A Tiny Bit of Insight into this Navy Scandal

Thirty years ago, right about … nnnnow … I was graduating from Officer Indoctrination School in Newport, RI, and would shortly report for duty in Orlando, FL on the USS Disney World as a Nuclear Power Instructor, where I would serve for a little over 4 and a half years.

So this got my attention: AP NewsBreak: Navy Kicks out 34 for Nuke Cheating

At least 34 sailors are being kicked out of the Navy for their roles in a cheating ring that operated undetected for at least seven years at a nuclear power training site, and 10 others are under criminal investigation, the admiral in charge of the Navy’s nuclear reactors program told The Associated Press.

The number of accused and the duration of cheating are greater than was known when the Navy announced in February that it had discovered cheating on qualification exams by an estimated 20 to 30 sailors seeking to be certified as instructors at the nuclear training unit at Charleston, South Carolina.


A lot of things have undoubtedly changed in the 25 years since I separated from active duty — Nuke School moved from Orlando, FL to South Carolina, and they combined it with the hands-on Nuclear Power Training Unit (NPTU) training taking place on moored submarines (originally done at prototype sites, and two of those units still operate) and the Nuclear Field “A” school for the enlisted, which was just getting started when I was teaching.

The report says this was confined to a single unit and the test was called “engineering watch supervisor” which leads me to believe this happened with the NPTU training portion of the school, which happens at the end of the sequence.

There is mention of there being five tests, given in a predictable rotation. The classroom and prototype training were each about six months (IIRC it was 24 weeks), and that probably hasn’t changed much. Each new class arrived at seven week intervals (except if the start were at the end of December, when classes were not held), which means that there were at most four classes in session at a time. The rationale behind five exam templates was that no active student could give useful information to a shipmate in a subsequent class in terms of test questions and answers, since they would not be taking the same test, and because all test were returned after review — they were never out of an instructor’s control. If the students wanted to come up with a master file, it would be by memorizing question and answers, and then passing the information along, with no benefit to the first five sets of students who did this. Not impossible but also not considered a big risk.

Coming up with a completely (or largely) new exam was not really an option, because you want some degree of uniformity of the difficulty of the tests. So you would recycle the tests with maybe a few changes, and that allowed you to compile statistics on test questions.
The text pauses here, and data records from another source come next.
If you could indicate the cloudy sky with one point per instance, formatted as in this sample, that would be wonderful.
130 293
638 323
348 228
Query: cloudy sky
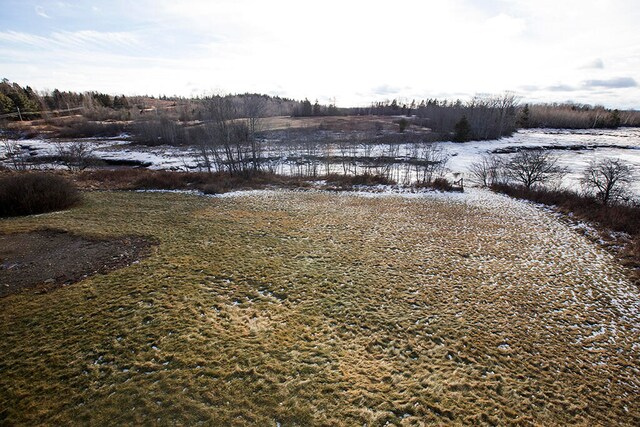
349 50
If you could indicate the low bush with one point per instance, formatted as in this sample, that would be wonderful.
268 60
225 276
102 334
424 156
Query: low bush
34 193
209 183
83 128
619 217
364 179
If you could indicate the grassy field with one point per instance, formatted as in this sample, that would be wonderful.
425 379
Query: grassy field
285 308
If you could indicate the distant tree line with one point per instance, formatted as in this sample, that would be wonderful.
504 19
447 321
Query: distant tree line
575 116
14 97
488 117
169 119
306 109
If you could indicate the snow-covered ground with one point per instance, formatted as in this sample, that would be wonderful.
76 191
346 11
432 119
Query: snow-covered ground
574 148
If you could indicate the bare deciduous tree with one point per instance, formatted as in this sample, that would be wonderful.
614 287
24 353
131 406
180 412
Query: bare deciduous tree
17 156
76 155
487 171
533 167
607 179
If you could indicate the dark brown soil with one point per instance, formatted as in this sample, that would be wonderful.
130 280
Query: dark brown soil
47 259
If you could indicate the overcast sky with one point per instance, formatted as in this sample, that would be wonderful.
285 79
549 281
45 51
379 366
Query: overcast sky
349 50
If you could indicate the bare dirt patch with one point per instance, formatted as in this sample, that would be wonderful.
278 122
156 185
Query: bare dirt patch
49 258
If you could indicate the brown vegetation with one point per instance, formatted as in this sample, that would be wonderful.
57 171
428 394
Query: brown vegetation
608 218
30 193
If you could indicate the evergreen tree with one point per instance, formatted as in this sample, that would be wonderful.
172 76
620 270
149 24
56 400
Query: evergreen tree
6 104
462 130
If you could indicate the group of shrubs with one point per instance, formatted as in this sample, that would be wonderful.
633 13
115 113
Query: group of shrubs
31 193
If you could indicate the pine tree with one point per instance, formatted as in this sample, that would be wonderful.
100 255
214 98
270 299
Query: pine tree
462 130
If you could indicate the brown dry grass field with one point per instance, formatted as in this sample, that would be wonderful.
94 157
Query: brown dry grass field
314 308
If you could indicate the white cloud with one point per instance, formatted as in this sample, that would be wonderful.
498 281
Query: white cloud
41 12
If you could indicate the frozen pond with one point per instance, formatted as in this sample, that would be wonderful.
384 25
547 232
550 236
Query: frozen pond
574 148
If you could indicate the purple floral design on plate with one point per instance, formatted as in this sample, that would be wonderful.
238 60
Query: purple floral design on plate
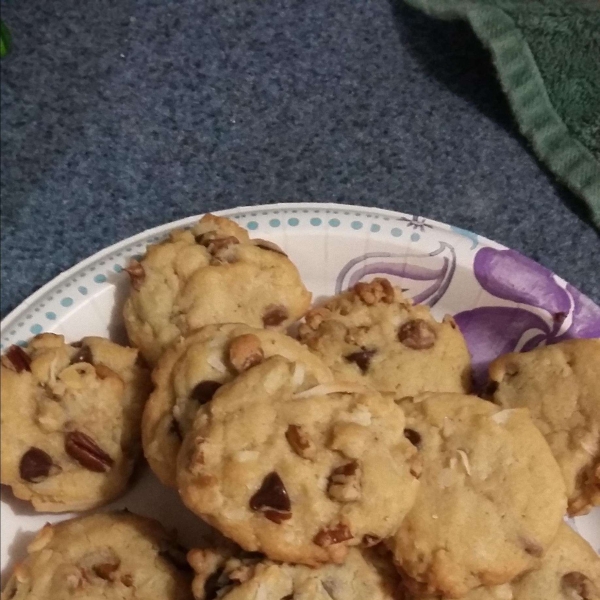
551 312
424 277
If a particular class did exceptionally bad or good on an exam, you could have some confidence that it was not because the test was too hard/easy. You could replace questions with others in the exam bank and know it shouldn’t wreck the projected score because you had these stats, and brand-new questions were limited to minimize any effect they might have if they proved to be significantly easier or harder than projected. I don’t really find fault with that — potential staff cheating wasn’t the focus. The staff are/were supposed to have more integrity than the students.

Back in the day, of course, none of this was computerized. We barely had word processor technology, and no exam material could go into any digital format (exam writing was literally cut, copy, and paste. As in cut out a question from one sheet and paste it in place on the new exam master, and run it through the copy machine (sometimes twice, so you could white-out any extraneous lines from the cut). So there’s some inertia here in the rules, from the days when greater changes to the exams were just too laborious to carry out.

The blurb about the reactors being operated safely was valid. The sailors were already qualified to do that — this was for teaching certification, not operator certification, which is one reason why this is puzzling. The information should have been material they knew. In my qualification there were oral exams as well and I imagine that’s true for this part of the program, so any knowledge deficiencies could have been uncovered.

While my nominal tour of duty was four years (I extended it to better mesh with the start of graduate school and because I was in a not-yet-known-to-be-doomed relationship) these sailors likely had shorter tours, so if this has been going on since 2007, the cheating franchise has changed hands a few times. It’s not clear if all 34 are currently instructors, or if (as I suspect, now that I think about it) this is going to include sailors much closer to their retirement.

There’s an unfortunate habit of thinking that integrity is not ratting out your friends, so it’s quite possible that some sailors are getting away with cheating because their shipmates won’t turn them in. The navy integrity and ethics I am used to always had, somewhere in the foundation, the idea that cutting corners was bad because lives were at risk. If these were indeed sailors at the latter part of the training, then they had been to sea, where your life depends on your shipmates not shirking their duty (this is not hyperbole; mistakes made 400 feet below the surface do not have a margin of error you have when you can open a door and run outside), and why such things are not tolerated. That makes this all the more shocking, and it’s also refreshing to see it being made public rather than some attempted half-assed coverup. (Though a more cynical me might speculate that there is a coverup of a larger problem and these are scapegoats, but despite this scandal I’m not feeling that cynical at the moment) This serves as a warning for anyone tempted in the future that it’s not worth it.